Avalakki Mixture
4-6 Servings ~ 30 Minutes
  • 1 Cup Poha/Flattened Rice
  • 1/2 Cup Peanuts
  • 4 Tbsp Roasted Dal/Futana
  • 2-3 Springs Curry Leaves
  • 1/4 Cup Cashew Nuts - Optional
  • 1/2 Tsp Red Chily Powder
  • 1/4 Tsp Turmeric Powder
  • 1 Tbsp Dry Coconut -Sliced
  • Salt to taste
  • Oil for deep frying

Poha/Aval Flattened Rice Mixture

My mom makes this mixture at a blink, if any one even just talks of it. She loves cooking and this doesn’t take time as well.  It is a combination of 4-5 ingredients put together and enjoyed. My mom always prepared this in large quantities. We used to relish it along with rice, mixed it with Puffed Rice(Pori) for snack or just filled this in a bowl and ate it.

Now that I stay away from her and get to meet her a couple of times in a year, I don’t want to eat all at that time.
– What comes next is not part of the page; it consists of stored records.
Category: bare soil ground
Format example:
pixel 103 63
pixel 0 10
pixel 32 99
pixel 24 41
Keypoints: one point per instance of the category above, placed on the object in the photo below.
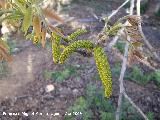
pixel 24 88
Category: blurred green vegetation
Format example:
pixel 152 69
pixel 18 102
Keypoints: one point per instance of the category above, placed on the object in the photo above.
pixel 4 70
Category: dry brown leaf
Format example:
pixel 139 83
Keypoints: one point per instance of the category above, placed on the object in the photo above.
pixel 37 26
pixel 51 14
pixel 43 40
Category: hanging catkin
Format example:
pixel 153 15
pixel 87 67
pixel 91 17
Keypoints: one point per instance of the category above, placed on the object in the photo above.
pixel 43 40
pixel 37 26
pixel 73 47
pixel 27 19
pixel 55 47
pixel 103 69
pixel 76 34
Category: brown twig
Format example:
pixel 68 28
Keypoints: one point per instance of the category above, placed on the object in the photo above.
pixel 123 69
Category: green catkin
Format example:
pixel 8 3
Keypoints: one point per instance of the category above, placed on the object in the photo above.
pixel 76 34
pixel 27 19
pixel 73 47
pixel 103 69
pixel 35 40
pixel 114 29
pixel 55 47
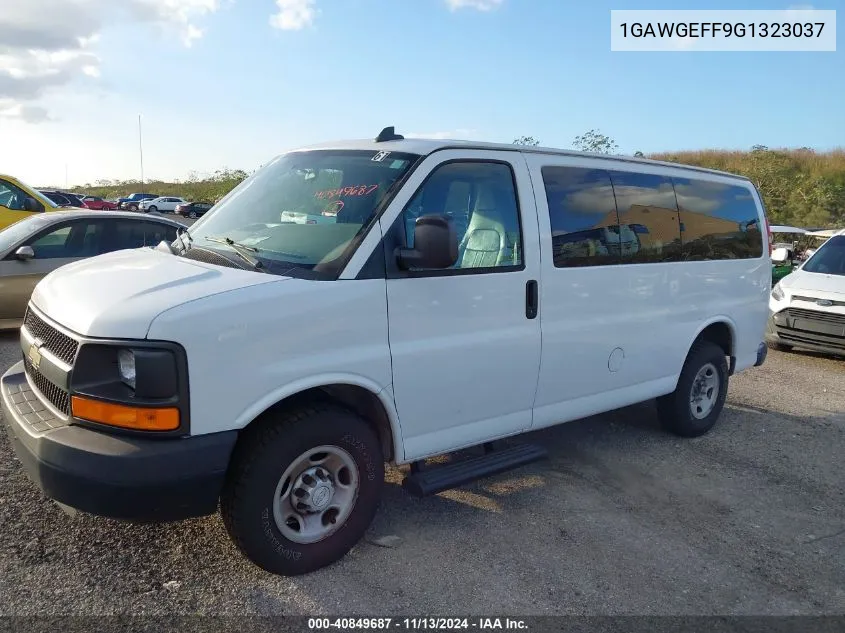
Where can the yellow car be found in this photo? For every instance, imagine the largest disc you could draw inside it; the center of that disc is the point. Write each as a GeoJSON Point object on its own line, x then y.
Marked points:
{"type": "Point", "coordinates": [18, 201]}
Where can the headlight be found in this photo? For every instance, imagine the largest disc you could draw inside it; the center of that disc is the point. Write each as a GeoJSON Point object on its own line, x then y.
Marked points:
{"type": "Point", "coordinates": [126, 366]}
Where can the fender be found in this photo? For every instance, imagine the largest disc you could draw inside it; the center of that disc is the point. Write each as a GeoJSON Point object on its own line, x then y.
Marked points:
{"type": "Point", "coordinates": [718, 318]}
{"type": "Point", "coordinates": [384, 394]}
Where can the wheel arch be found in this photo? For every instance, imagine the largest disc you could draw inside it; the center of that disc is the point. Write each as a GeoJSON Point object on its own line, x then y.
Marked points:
{"type": "Point", "coordinates": [720, 330]}
{"type": "Point", "coordinates": [373, 403]}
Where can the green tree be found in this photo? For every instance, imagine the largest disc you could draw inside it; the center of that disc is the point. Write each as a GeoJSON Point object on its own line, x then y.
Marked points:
{"type": "Point", "coordinates": [596, 142]}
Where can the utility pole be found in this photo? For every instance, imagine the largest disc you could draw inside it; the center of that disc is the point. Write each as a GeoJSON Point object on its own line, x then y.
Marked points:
{"type": "Point", "coordinates": [141, 152]}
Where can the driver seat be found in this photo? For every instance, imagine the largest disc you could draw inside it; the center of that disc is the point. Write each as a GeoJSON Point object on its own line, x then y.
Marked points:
{"type": "Point", "coordinates": [485, 243]}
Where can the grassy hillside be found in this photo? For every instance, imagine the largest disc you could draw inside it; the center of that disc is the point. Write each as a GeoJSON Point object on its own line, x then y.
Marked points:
{"type": "Point", "coordinates": [800, 187]}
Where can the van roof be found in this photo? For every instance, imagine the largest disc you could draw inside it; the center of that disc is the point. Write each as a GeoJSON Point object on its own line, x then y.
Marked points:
{"type": "Point", "coordinates": [425, 147]}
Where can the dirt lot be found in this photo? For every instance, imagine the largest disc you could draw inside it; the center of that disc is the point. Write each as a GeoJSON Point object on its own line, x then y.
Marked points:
{"type": "Point", "coordinates": [622, 519]}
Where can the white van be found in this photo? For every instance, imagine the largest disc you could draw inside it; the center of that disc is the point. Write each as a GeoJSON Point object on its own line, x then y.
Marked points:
{"type": "Point", "coordinates": [275, 366]}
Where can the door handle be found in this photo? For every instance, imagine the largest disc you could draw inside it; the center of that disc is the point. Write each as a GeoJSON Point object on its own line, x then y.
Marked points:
{"type": "Point", "coordinates": [532, 299]}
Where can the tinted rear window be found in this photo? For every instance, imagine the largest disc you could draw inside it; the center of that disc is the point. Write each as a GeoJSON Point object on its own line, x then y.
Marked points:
{"type": "Point", "coordinates": [718, 220]}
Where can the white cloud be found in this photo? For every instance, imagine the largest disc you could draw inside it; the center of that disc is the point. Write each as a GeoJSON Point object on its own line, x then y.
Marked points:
{"type": "Point", "coordinates": [47, 44]}
{"type": "Point", "coordinates": [293, 15]}
{"type": "Point", "coordinates": [460, 133]}
{"type": "Point", "coordinates": [23, 112]}
{"type": "Point", "coordinates": [480, 5]}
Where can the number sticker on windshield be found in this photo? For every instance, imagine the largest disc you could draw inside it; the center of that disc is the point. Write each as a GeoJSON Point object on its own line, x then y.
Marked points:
{"type": "Point", "coordinates": [342, 192]}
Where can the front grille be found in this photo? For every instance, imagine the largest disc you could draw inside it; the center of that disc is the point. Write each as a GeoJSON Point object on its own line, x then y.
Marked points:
{"type": "Point", "coordinates": [814, 299]}
{"type": "Point", "coordinates": [813, 315]}
{"type": "Point", "coordinates": [57, 396]}
{"type": "Point", "coordinates": [58, 343]}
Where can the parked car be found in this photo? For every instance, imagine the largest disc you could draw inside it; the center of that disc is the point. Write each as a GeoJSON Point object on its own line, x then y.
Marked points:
{"type": "Point", "coordinates": [131, 203]}
{"type": "Point", "coordinates": [37, 245]}
{"type": "Point", "coordinates": [808, 305]}
{"type": "Point", "coordinates": [58, 198]}
{"type": "Point", "coordinates": [75, 199]}
{"type": "Point", "coordinates": [98, 203]}
{"type": "Point", "coordinates": [271, 369]}
{"type": "Point", "coordinates": [192, 209]}
{"type": "Point", "coordinates": [163, 204]}
{"type": "Point", "coordinates": [18, 200]}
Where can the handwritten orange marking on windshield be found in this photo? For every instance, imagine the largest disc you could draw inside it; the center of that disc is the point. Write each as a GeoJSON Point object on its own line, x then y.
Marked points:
{"type": "Point", "coordinates": [333, 208]}
{"type": "Point", "coordinates": [341, 192]}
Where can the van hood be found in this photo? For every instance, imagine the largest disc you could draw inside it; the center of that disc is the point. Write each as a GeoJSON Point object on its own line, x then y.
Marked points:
{"type": "Point", "coordinates": [818, 283]}
{"type": "Point", "coordinates": [118, 295]}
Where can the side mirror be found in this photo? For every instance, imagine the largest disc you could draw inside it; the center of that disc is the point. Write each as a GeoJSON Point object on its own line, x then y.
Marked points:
{"type": "Point", "coordinates": [435, 244]}
{"type": "Point", "coordinates": [780, 255]}
{"type": "Point", "coordinates": [31, 204]}
{"type": "Point", "coordinates": [25, 253]}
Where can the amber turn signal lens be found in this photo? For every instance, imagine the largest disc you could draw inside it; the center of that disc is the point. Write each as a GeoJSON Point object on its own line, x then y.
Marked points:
{"type": "Point", "coordinates": [139, 418]}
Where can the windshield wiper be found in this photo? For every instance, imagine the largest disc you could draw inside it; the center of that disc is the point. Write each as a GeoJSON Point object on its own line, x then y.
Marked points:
{"type": "Point", "coordinates": [186, 243]}
{"type": "Point", "coordinates": [241, 250]}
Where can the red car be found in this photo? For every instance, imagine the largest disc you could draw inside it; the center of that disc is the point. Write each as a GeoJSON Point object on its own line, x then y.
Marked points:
{"type": "Point", "coordinates": [94, 202]}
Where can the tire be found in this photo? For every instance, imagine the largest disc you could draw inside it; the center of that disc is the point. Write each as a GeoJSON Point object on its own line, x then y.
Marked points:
{"type": "Point", "coordinates": [705, 362]}
{"type": "Point", "coordinates": [780, 347]}
{"type": "Point", "coordinates": [250, 505]}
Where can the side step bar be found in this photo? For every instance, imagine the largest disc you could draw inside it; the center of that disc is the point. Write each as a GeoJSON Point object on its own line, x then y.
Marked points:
{"type": "Point", "coordinates": [423, 482]}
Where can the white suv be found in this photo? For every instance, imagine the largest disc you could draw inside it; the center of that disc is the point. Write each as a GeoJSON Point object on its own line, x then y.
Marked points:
{"type": "Point", "coordinates": [451, 295]}
{"type": "Point", "coordinates": [807, 307]}
{"type": "Point", "coordinates": [160, 204]}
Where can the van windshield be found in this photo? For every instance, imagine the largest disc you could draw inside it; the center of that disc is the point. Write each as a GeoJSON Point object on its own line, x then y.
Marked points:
{"type": "Point", "coordinates": [829, 259]}
{"type": "Point", "coordinates": [304, 210]}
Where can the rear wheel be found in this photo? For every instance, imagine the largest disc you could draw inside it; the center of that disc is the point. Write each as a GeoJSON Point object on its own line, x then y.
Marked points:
{"type": "Point", "coordinates": [780, 347]}
{"type": "Point", "coordinates": [303, 488]}
{"type": "Point", "coordinates": [694, 407]}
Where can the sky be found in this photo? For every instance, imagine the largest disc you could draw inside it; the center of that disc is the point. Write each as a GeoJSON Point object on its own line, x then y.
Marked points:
{"type": "Point", "coordinates": [232, 83]}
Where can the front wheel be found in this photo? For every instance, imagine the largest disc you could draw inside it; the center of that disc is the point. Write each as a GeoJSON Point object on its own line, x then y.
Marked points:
{"type": "Point", "coordinates": [693, 408]}
{"type": "Point", "coordinates": [303, 488]}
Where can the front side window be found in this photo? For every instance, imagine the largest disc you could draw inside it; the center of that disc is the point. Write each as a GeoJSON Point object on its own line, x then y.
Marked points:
{"type": "Point", "coordinates": [582, 212]}
{"type": "Point", "coordinates": [304, 210]}
{"type": "Point", "coordinates": [15, 233]}
{"type": "Point", "coordinates": [480, 200]}
{"type": "Point", "coordinates": [649, 230]}
{"type": "Point", "coordinates": [829, 259]}
{"type": "Point", "coordinates": [81, 238]}
{"type": "Point", "coordinates": [11, 196]}
{"type": "Point", "coordinates": [718, 220]}
{"type": "Point", "coordinates": [127, 234]}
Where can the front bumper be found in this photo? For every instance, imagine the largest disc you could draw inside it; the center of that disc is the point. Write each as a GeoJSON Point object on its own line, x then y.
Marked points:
{"type": "Point", "coordinates": [118, 476]}
{"type": "Point", "coordinates": [816, 331]}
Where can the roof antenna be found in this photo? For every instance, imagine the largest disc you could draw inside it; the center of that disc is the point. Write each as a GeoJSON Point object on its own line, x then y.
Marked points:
{"type": "Point", "coordinates": [388, 134]}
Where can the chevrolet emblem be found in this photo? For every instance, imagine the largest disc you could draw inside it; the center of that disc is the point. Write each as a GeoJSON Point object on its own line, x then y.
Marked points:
{"type": "Point", "coordinates": [35, 354]}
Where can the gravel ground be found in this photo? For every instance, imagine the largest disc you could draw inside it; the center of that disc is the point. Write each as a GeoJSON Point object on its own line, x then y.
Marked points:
{"type": "Point", "coordinates": [622, 519]}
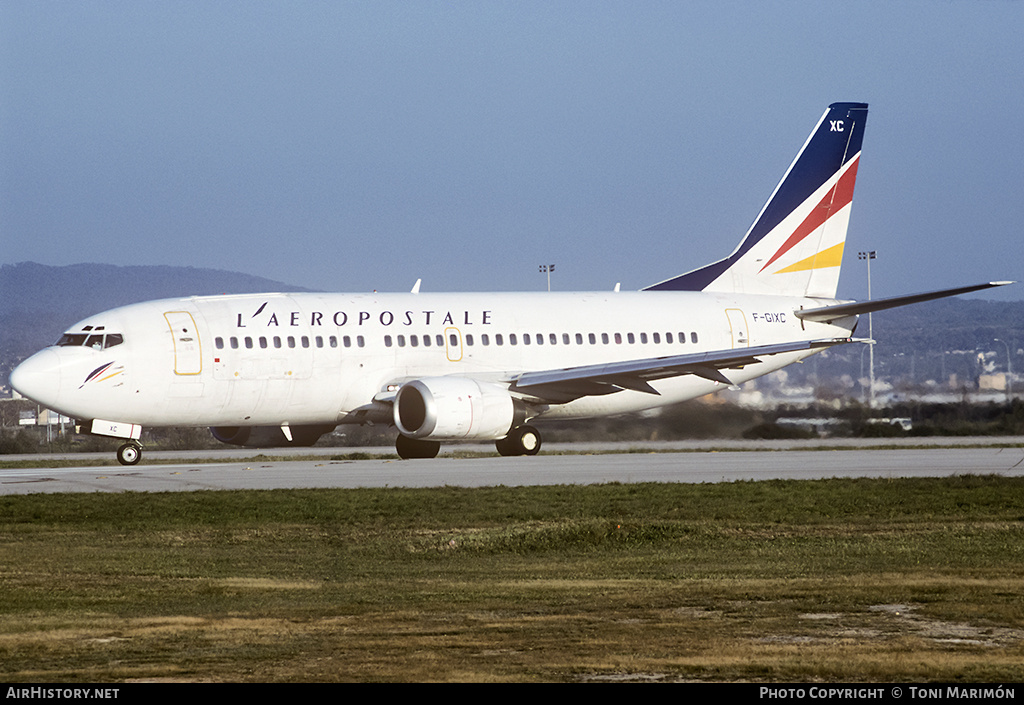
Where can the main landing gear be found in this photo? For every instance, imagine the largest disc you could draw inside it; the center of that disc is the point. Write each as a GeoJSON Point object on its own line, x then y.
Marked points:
{"type": "Point", "coordinates": [130, 453]}
{"type": "Point", "coordinates": [520, 441]}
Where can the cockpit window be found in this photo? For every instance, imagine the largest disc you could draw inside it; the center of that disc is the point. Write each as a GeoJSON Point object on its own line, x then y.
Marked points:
{"type": "Point", "coordinates": [98, 341]}
{"type": "Point", "coordinates": [72, 339]}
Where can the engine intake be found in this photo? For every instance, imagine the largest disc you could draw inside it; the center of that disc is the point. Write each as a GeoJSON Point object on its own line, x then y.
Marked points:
{"type": "Point", "coordinates": [453, 409]}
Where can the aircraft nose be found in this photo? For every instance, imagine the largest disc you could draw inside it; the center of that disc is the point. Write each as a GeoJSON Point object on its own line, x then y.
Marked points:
{"type": "Point", "coordinates": [38, 377]}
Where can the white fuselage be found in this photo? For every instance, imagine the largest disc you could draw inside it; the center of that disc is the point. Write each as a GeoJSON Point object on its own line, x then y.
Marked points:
{"type": "Point", "coordinates": [315, 359]}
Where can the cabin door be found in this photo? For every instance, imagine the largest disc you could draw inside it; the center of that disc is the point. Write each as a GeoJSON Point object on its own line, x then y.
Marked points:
{"type": "Point", "coordinates": [187, 349]}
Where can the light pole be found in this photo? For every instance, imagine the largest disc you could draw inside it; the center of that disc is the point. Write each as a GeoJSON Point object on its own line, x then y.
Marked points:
{"type": "Point", "coordinates": [868, 256]}
{"type": "Point", "coordinates": [548, 268]}
{"type": "Point", "coordinates": [1010, 371]}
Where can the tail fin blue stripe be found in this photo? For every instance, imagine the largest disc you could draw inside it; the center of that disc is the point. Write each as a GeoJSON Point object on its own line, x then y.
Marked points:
{"type": "Point", "coordinates": [836, 139]}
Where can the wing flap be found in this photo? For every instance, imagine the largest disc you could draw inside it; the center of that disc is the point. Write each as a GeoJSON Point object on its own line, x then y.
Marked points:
{"type": "Point", "coordinates": [568, 383]}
So she asked me to start making easy things at home. I made this long time back, some how didn’t post this.

You even can make a raitha with this just like boondhi raitha. I had a guest at home the very next day I made this and I served it with evening tea and they couldn’t believe that it was home made. They were all praises. What else does a foodie blogger need??


– Heat oil in a deep fry pan on medium flame.
– Add the Peanuts and deep fry them till golden brown (You will see cracks on skin)
– Remove it from oil and put it to a large bowl.
– Add the cashew nuts and deep fry them also till golden brown.
– Remove it from oil and add it to a large bowl along with peanuts.
– Add curry leaves. When they are crisp remove from oil and add it to the bowl.
– Add Flattened Rice/Poha little at a time into a large metal sieve and immerse into oil.
– It will puff up immediately. Once all the poha is puffed up, drain the oil on the deep fry pan itself and add to the bowl.
– Repeat process for the remaining flattened rice/poha as well.
– Now add salt, chili powder, turmeric powder, roasted dal/futana and the sliced dry coconut and mix well.
– Cool completely and store in airtight box so that it remains crisp.


– Poha will discolor the oil and that is why we fry it at the end.
– Alternatively for a healthier version, you can roast the poha , with 1 tsp of oil ( use thin poha) till it turns golden brown. The taste will be slightly different.

I will post this healthy variety of this Mixture soon.